REVIEW: KitSound Pocket Hive Bluetooth Speaker

Hive mind.

Bluetooth speakers seem to be getting smaller and smaller these days, yet the music they knock out is still of fantastic quality. Wanting to see just how small a good speaker can get, we turned to chums of The Test Pit, KitSound, to see what they could do. The answer... the pintsized Pocket Hive Bluetooth Speaker.

Sitting comfortably in the palm of your hand, the Pocket Hive Bluetooth Speaker is a solid and chunky thing that feels like it could easily withstand a bump or two.

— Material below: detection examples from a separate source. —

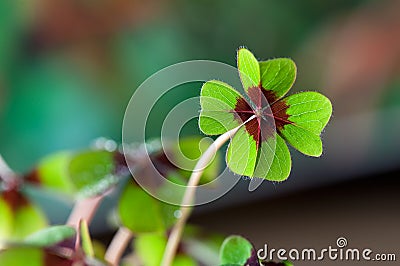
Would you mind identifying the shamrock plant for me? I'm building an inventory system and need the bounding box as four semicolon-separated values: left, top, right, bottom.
199;48;332;181
0;48;332;266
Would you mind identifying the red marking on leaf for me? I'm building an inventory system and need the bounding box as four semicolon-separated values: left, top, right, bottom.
1;187;29;212
234;85;292;147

In matt silky black, it features a 5W speaker grill  on top and a radiator on the underside, with just the one button (to switch it on) taking pride of place on the front.


As the name suggests this is Bluetooth enabled speaker, but it also features a 3.5mm standard jack on the back to connect with other devices, cable included. Charging is handled by the Micro USB port (Micro to full-sized USB cable is also included to add to your growing collection), and you also get a very lovely carry case along with it. Which we loved. It's firm and moulded to the Pocket Hive and everything. God, we love hard carry cases.



Anyway, thanks to built-in Near Field Communication (NFC) syncing your phone or tablet to this thing is as easy as falling over during a particularly cold day in Ice World. With NFC enabled on your device you can simply (and gently) tap them together and the speaker handles the rest. You get a fairly standard range of ten metres with this thing, but the connection always seemed very solid and we never had to randomly reconnect as can often be the case with Bluetooth speakers.

Singe speaker units like the KitSound Pocket Hive are never going to pump-out immersive music and sound, but that isn't really what they are for. As the speaker is so portable we tried it out while moving around the city when we needed a pleasant musical interlude. That 5W speaker is used very well, as the overall volume that can be achieved was surprisingly high, with whatever we were playing (both music and spoken word audio) sounding richer and resonant while the speaker was sitting on a flat firm surface. But even in the hand, and on grass, it sounded great and reminded us of the slightly more expensive Bitmore e-Storm LabyrinthX Super Bass Speaker.


All genres of music sound good, with only slight audible distortions creeping in at very high volumes. It was perfect for taking with us out and about, and as an occasional speaker for boosting the output of your phone or tablet, it did very well.